Pandangan tersebut disampaikan menyusul putusan Mahkamah Konstitusi (MK) yang mempertegas kewajiban partai politik memenuhi kuota minimal 30 persen calon legislatif perempuan dalam pemilu. Melalui putusan Nomor 128/PUU-XXIV/2026 yang dibacakan Senin (25/5/2026), MK menyatakan partai politik dapat digugurkan di daerah pemilihan apabila tidak memenuhi ketentuan tersebut.
Wakil Ketua Umum DPP Partai Perindo Angkie Yudistia menilai keterlibatan perempuan dalam politik membawa perspektif yang lebih luas dalam proses pengambilan kebijakan publik.
“Keterwakilan perempuan di partai politik bukan hanya soal memenuhi angka kuota. Ini tentang menghadirkan cara pandang, empati, dan pengalaman hidup perempuan dalam proses pengambilan keputusan bangsa. Ketika perempuan diberi ruang, demokrasi menjadi lebih utuh dan lebih dekat dengan kebutuhan masyarakat,” ujar Angkie dalam keterangan tertulisnya, Selasa (26/5/2026).

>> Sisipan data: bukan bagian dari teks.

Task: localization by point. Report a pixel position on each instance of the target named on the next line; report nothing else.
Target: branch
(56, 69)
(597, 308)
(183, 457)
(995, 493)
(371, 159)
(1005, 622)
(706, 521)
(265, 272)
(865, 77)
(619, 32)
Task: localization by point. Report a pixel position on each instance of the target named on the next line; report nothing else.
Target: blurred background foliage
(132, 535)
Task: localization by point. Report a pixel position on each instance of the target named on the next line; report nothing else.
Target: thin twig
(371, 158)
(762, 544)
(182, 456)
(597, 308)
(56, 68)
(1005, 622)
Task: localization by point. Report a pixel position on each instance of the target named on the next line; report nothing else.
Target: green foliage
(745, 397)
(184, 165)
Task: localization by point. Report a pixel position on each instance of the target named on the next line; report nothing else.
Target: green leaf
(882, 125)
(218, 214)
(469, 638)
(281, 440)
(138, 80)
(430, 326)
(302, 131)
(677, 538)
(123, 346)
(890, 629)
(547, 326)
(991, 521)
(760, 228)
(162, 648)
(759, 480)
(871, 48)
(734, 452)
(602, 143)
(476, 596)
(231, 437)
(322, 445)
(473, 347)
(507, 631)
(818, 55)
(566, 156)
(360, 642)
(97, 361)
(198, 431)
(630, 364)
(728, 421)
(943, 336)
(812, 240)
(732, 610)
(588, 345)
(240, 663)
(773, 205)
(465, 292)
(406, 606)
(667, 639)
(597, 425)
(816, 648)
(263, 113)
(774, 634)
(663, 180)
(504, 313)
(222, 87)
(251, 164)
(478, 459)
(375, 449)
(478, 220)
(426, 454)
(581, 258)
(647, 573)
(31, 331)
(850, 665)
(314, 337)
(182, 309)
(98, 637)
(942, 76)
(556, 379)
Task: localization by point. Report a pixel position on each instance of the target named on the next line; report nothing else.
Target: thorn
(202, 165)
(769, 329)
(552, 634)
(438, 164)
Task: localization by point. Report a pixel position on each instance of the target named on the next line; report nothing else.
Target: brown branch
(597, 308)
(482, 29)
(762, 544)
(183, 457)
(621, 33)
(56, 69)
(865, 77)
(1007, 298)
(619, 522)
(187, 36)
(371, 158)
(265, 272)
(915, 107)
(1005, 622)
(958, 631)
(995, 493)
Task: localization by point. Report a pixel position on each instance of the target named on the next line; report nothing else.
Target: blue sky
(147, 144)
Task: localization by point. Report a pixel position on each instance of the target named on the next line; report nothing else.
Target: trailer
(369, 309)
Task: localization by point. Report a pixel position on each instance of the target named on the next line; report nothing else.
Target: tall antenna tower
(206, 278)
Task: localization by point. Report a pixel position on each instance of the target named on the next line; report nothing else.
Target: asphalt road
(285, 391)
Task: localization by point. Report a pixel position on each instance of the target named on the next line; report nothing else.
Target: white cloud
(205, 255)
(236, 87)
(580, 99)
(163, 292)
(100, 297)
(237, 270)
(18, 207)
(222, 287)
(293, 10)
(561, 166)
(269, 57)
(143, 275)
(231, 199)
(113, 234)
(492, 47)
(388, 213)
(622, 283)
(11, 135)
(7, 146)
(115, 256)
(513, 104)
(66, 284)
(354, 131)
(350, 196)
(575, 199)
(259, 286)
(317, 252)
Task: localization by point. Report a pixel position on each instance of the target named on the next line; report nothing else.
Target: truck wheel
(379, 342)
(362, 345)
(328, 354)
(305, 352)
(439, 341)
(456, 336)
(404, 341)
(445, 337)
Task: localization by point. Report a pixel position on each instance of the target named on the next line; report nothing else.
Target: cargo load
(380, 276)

Menurut dia, partisipasi perempuan dalam politik juga memiliki peran penting dalam memperkuat representasi publik, terutama terhadap isu sosial, pendidikan, perlindungan keluarga hingga pemberdayaan ekonomi masyarakat.
Karena itu, Angkie menilai partai politik perlu menghadirkan ruang yang aman, relevan dan bermakna agar semakin banyak perempuan terdorong terlibat dalam proses politik dan kepemimpinan publik.